CinetPay, six mois après la tempête : Daniel Dindji sort du silence

Six mois après une cyberattaque coordonnée qui a frappé ses opérations simultanément en Côte d’Ivoire, au Togo et au Burkina Faso, le PDG de CinetPay, Daniel Dindji, a rompu le silence dans un entretien exclusif, défendant la gestion de la crise et annonçant une refonte en profondeur du dispositif de sécurité de la fintech ivoirienne.

L’attaque, survenue en septembre 2025, avait exploité une vulnérabilité dans l’interface de trésorerie inter-pays du groupe. Elle avait entraîné des pertes financières réelles et touché plusieurs partenaires commerciaux, ébranlant la crédibilité d’un acteur qui se présente comme l’un des piliers du paiement digital en Afrique de l’Ouest.

Face aux critiques, Daniel Dindji a détaillé les mesures techniques déployées depuis l’incident. La première consiste en une segmentation totale des environnements de trésorerie par pays, afin qu’une compromission dans un territoire ne puisse plus se propager aux autres. La deuxième est le déploiement d’un système de détection de fraude en temps réel, avec blocage automatique des transactions suspectes.
CinetPay a également commandé un audit de sécurité conduit par un cabinet indépendant international, assorti de tests d’intrusion réguliers. Enfin, le budget consacré à la cybersécurité a été triplé et des experts dédiés recrutés, selon le dirigeant.

« La manière dont nous avons géré cette crise montre la résilience de notre équipe et la solidité de nos fondamentaux », a déclaré Dindji, tout en refusant de « minimiser » la gravité de l’incident.

Une dette de 655 millions FCFA et de nouveaux actionnaires

L’entretien a également porté sur la dette de 655 millions de francs CFA que CinetPay doit à DPay Limited, un créancier qui a multiplié les accusations publiques ces derniers mois. Sans fournir d’échéancier précis — qu’il juge « contre-productif pour l’ensemble des parties » —, Dindji a affirmé que « des versements ont déjà été effectués » et qu’un plan de remboursement est en cours d’exécution.

Sur la structure du capital, le PDG a confirmé que de nouveaux investisseurs ont rejoint CinetPay depuis le tour de table de 2021, qui avait vu entrer Flutterwave et 4DX Ventures. Ces partenaires, dit-il, ont été pleinement informés de la situation et demeurent confiants dans la trajectoire de l’entreprise.
« CinetPay n’est pas en situation de restructuration. L’impact a été significatif, mais il est gérable », a-t-il soutenu.

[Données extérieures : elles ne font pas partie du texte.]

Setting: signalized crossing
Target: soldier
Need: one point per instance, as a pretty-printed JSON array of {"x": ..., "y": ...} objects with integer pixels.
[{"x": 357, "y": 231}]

L’affaire sénégalaise comme cas d’école

Concernant un incident au Sénégal, où un marchand avait détourné les services de la plateforme, Dindji a indiqué que l’entreprise avait réagi en moins de 72 heures : résiliation du contrat, dépôt de plainte et gel des fonds concernés.
Il a par ailleurs répondu aux attaques de DPay avec une pique mesurée : « Ce qui fragilise réellement la fintech africaine, ce n’est pas un incident de cybersécurité géré avec transparence. C’est l’opacité, le refus de coopérer avec les autorités et les activités illicites. » Sans nommer explicitement son créancier, Dindji a laissé entendre que « le contexte juridique autour de DPay est documenté » et que « la justice se prononcera ».

Des lancements de produits annoncés malgré la crise

Malgré le contexte, CinetPay dit maintenir une trajectoire de croissance. Plusieurs nouveaux produits seraient en cours de finalisation pour un lancement dans les prochaines semaines, selon son PDG. Les opérations restent actives dans l’ensemble des pays où le groupe est présent, et la base marchande continue, dit-il, de progresser.
La fintech, dont le siège est à Abidjan, affirme avoir traité ses obligations vis-à-vis de la Banque Centrale des États de l’Afrique de l’Ouest (BCEAO) en matière de cantonnement des fonds marchands, ces derniers étant désormais « isolés et protégés, indépendamment de la trésorerie opérationnelle ».

Dans un secteur fintech ouest-africain confronté à une régulation croissante et à une méfiance persistante des partenaires institutionnels, la stratégie de communication choisie par Dindji tranche avec le silence qui caractérise souvent la gestion de crise dans la région.
« Je ne demande pas une confiance aveugle. Je demande à nos partenaires de nous juger sur nos actes », a-t-il conclu.

La capacité de CinetPay à honorer sa dette envers DPay, à consolider ses positions réglementaires et à concrétiser ses annonces de nouveaux produits constituera dans les prochains mois le véritable test de cette promesse.